Vancouver Art Gallery Plans a Major Renovation
The First Art Newspaper on the Net    Established in 1996 Sunday, October 6, 2024


Vancouver Art Gallery Plans a Major Renovation



VANCOUVER, CANADA.- The Vancouver Art Gallery is planning a major renovation. But the VAG’s cautious approach looks more restrained then that of the Art Gallery of Ontario. "The gallery doesn’t want to get into this whole notion of celebrity architecture," says director Kathleen Bartels. "We’re trying to come up with a solution that fits the ambitions of this city and the gallery. From a design perspective, it has to work as a visual-arts organization." The VAG’s Master Planning Process, which has sputtered on and off for five years, revs into action next month, when the master planning committee will announce which architectural firm it has enlisted to help develop a plan for the kind of building the gallery needs to meet its long-term goals over the next 25 years. The four shortlisted firms, chosen from 23 teams, are: Alsop Architects/Robbie Young + Wright Architects (Toronto and London); Peter Cardew Architects (Vancouver); Machado and Silvetti Associates (Boston); and Michael Maltzan Architecture (L.A.).
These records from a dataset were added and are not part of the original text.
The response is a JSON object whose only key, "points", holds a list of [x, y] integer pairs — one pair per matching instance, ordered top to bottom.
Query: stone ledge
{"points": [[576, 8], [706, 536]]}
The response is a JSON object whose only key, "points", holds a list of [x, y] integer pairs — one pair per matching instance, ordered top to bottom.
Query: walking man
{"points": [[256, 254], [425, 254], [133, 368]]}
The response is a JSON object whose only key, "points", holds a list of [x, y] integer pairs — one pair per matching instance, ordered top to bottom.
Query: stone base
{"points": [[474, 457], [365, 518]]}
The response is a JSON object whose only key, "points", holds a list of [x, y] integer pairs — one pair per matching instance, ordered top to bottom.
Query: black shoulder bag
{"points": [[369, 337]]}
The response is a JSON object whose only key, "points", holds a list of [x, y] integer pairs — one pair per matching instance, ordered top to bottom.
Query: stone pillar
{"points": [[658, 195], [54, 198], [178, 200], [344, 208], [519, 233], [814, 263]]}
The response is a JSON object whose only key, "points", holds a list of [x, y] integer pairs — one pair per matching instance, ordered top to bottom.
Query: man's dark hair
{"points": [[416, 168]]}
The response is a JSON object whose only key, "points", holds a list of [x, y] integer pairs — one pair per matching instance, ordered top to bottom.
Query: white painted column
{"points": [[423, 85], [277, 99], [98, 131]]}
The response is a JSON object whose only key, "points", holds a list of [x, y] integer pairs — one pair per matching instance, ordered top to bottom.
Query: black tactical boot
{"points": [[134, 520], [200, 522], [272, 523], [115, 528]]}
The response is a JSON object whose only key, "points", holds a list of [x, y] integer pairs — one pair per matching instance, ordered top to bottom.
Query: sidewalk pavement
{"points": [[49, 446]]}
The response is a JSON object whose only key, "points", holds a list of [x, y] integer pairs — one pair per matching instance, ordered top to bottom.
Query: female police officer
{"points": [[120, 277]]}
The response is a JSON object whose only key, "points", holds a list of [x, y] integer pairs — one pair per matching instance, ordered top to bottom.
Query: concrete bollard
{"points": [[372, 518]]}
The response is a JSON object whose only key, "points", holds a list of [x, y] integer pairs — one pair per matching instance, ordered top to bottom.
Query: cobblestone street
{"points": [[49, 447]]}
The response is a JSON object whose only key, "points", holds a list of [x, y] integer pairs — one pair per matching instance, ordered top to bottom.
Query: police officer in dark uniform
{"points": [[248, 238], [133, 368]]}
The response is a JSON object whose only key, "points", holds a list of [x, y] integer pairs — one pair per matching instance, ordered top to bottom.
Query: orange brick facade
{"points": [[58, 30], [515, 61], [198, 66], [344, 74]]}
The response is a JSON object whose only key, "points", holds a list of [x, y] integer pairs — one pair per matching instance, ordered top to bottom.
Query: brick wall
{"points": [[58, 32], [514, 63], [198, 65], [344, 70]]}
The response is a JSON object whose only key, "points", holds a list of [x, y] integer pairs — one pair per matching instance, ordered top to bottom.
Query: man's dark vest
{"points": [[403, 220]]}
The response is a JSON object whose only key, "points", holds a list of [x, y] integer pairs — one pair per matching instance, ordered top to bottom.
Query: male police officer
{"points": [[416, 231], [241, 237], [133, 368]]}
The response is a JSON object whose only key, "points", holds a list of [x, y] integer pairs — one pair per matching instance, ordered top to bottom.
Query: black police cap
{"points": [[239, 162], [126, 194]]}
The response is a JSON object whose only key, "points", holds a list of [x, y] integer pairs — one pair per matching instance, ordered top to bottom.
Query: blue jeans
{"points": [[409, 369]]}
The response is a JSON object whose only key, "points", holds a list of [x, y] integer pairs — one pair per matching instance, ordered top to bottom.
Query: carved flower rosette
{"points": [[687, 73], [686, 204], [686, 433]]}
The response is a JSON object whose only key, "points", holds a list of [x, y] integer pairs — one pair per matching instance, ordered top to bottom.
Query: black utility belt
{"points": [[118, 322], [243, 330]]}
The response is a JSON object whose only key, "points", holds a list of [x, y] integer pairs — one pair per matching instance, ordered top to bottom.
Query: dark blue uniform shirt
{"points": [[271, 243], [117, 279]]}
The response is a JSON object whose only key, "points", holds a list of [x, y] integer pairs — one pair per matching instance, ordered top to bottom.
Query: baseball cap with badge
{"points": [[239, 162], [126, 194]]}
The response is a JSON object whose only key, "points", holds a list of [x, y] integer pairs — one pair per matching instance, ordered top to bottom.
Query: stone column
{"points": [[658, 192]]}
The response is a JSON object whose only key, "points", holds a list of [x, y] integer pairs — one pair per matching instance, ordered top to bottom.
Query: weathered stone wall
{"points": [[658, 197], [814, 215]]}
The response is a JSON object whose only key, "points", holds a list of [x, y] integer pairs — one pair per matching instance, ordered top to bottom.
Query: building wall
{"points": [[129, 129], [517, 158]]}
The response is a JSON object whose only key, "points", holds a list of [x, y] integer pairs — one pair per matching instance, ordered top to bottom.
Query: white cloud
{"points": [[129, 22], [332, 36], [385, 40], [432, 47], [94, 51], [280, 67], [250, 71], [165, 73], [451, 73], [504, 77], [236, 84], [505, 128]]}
The chosen firm will not be proposing a detailed architectural design. That competition will be dealt with next year. This first phase, which is expected to continue for eight months to a year and cost $400,000, will begin with a thorough inspection of the gallery. The final document will address the major issue of whether the gallery should expand on its current site in an old downtown courthouse or relocate. In 1983, the gallery moved into the converted courthouse. With hotels on every side, the business district two blocks away and pedestrian traffic all around, the gallery couldn’t ask for better visibility. "We would love to stay here," says Bartels. "We’re fortunate to have such an amazing location." That said, the neo-classical revival-style building, designed by Francis Rattenbury in 1907, hasn’t done much to boost the gallery’s identity. "It doesn’t speak art gallery," Bartels says of the stone building with its imposing Corinthian columns and sentry lions. "And it doesn’t speak contemporary art either. When people come to the city, they say, ’What is this place? Is it a gallery? Is it a court house or some other government building?."

The gallery has 40,000 square feet of exhibition space clustered on four floors that spiral around a central rotunda. It is the fifth largest gallery in the country, has a permanent collection of more than 8,000 works worth $100-million. But right now there isn’t enough space to show the permanent collection, which includes extensive holdings of Emily Carr and of conceptual photography. The storage vault is full to the point that the collection is in danger of being damaged. And the Annex, added on the Hornby Street side in 1912, needs to be upgraded to meet modern seismic standards. The building has no theatre or large gathering space, and limited room for public programs. It also needs new escalators, elevators and upgrades to the heating, ventilation and air-conditioning systems.